A friend has a 2010 Toyota Prius and says MPG is 2-4 MPG less in winter than summer temperatures. My theory is, gasoline expands in warmer weather thereby increasing MPG. Additionally warmer weather maintains tire PSI which increases MPG. What do you guys think?
Well lower temperatures may well result in lower mileage, but not due to expansion of the fuel. Winter fuel is formulated different than summer. Less energy in the fuel per volume unit. Cold temperatures also will reduce engine efficiency and for many drivers will cause loss of efficiency due to letting the car idle to warm up. Then you can add the additional energy needed when driving through snow (you have to move the snow out of the way) etc. If the difference was expansion due to temperature, the difference would be far smaller than indicated. Now talking about a Prius and I would guess there is some loose of efficiency of the battery system.
All cars get less mpg in winter. Rolling resistance is higher, cars idle more as drivers keep the cabin comfortable, etc.
In the Prius the difference is even greater as the only way to produce heat is to have the gas motor running. This means more frequent cycling of the gas motor on and off and therefore more fuel is used.
Increased friction due to cold lubricants, more dense cold air to drive through and loss of tire pressure are all factors. Warm up times in ordinary cars which are most efficient at higher temps. poor rolling resistance of winter tires. Probably come up with more that are more important than expanding/contracting gasoline…never heard that one. Have to check the old physics book.
The gasoline engine runs more often in winter than in summer to provice heat for the interior.
Tire pressure is affected by temperature, but the expansion of gasoline has nothing to do with mileage.

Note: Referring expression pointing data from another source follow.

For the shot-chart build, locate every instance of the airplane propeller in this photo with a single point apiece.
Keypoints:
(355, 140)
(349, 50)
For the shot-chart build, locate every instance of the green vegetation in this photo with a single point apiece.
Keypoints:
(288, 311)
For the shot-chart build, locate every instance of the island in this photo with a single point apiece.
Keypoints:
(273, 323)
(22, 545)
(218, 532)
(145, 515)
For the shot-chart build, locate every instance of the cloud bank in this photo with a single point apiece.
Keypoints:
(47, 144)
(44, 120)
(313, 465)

The only thing i can come up with is if the tank were far enough under ground, it would take more volume per gallon pumped then in the tank in the summer and less in the winter. So, theoretically, the indicated amount of gas in the tank would be less in cold weather. If the energy content in the entire tank remained constant, your indicated mileage would be better in the winter ? I’m confused.
I’m surprised you only lost 4 mpg. Any car will use more gas in the winter for all the reasons stated.

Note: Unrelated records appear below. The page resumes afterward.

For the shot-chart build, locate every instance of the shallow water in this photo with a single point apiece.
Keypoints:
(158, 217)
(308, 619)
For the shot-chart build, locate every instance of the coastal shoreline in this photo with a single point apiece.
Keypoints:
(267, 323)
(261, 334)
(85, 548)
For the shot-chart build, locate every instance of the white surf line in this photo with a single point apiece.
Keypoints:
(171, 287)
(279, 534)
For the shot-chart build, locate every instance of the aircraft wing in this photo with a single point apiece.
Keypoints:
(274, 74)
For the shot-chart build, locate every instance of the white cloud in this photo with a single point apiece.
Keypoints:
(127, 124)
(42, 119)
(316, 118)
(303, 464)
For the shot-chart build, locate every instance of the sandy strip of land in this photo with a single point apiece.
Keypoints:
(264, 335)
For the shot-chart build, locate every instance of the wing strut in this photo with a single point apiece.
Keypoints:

A hybrid has to use the gas engine more in the winter tp provide heat, and in severe weather it might run all the time.
The sales pitch of hybrids does not cover these situations.
When I stop our Toyota Camry Hybrid at a traffic signal or railroad crossing, I turn theater OFF. Otherwise it keeps thengine running.
I LIKE your higher tire pressure lessens rolling resistance mention. I keep the tires athe same higher pressure all year.
Oxygenated fuels in winter have less Btu/unit and you are likely rolling on water and snowhich imposes much more rolling resistance.
A cold engine is less efficient until it reaches operating temperatures.
Never warm up a car. Just get in, start and gently drive away. It will warmuch faster under load than idling.